Die Stadt Aachen hat ihr Ziel, das Gelände schnell zu vermarkten erreicht, aber irgendetwas scheint dem Projekt „Alter Schlachthof“ zu fehlen. Obwohl die neue Klientel des Schlachthofs – Handwerker, Forscher, Ingenieure und Medienexperten – eine interessante Mischung darstellt, gibt es kein gemeinsames Marketing, kein echtes „Wir-Gefühl“. Das weitläufige Gelände zieht, abgesehen von der Discothek Starfish und gelegentlichen Events in der HALLE 60 oder dem Loft, kaum Publikum außerhalb des Mikrokosmos der jeweiligen Firmen.
Die aktuellen Neubauten zielen auch eher auf die Nutzung als Büroflächen, ob die zuletzt in Aussicht gestellte Kaffeerösterei an den Schlachthof zieht ist ebenso offen wie die Pläne zum Bau eines Pavillons als Café.

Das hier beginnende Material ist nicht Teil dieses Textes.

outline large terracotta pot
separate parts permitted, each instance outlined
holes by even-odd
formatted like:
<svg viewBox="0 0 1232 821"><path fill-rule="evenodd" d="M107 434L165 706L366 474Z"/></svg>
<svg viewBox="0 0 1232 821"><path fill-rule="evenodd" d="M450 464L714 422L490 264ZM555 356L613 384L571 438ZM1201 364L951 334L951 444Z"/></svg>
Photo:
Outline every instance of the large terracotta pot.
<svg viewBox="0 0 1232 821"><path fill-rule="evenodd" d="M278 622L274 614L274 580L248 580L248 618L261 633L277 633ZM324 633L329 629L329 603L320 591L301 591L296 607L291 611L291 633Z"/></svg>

Dabei könnte das Areal am Alten Schlachthof durchaus ein verbindendes Element gebrauchen, einen öffentlich zugänglichen Platz, an dem sich die Mitarbeiter der Unternehmen, Anwohner und Gäste treffen und austauschen können – idealerweise bei gutem Essen und Trinken, gerne auch vegetarisch. Fleisch gibt es ja zum Glück heute in Supermärkten … \
Stadtviertel
Das Gelände des ehemaligen Schlachthofs liegt im Aachener Nordviertel, ein Stadtteil, der immer schon durch die Industrie geprägt war. Heute ist Aachen Nord – auch dank des Städtebauförderprogramms „Soziale Stadt“ – in Bewegung und bietet überraschende Vielfalt, die es hinter der rauen Schale zu entdecken gilt. Auch kulturell hat diese Ecke der Stadt etwas zu bieten. In der Liebigstraße, die damals zum Gelände des Schlachthofs gehörte, sitzt seit über 30 Jahren das Das Da Theater. Ebenfalls an der Jülicher Straße: das Ludwig Forum für Internationale Kunst, Eröffnung 1991.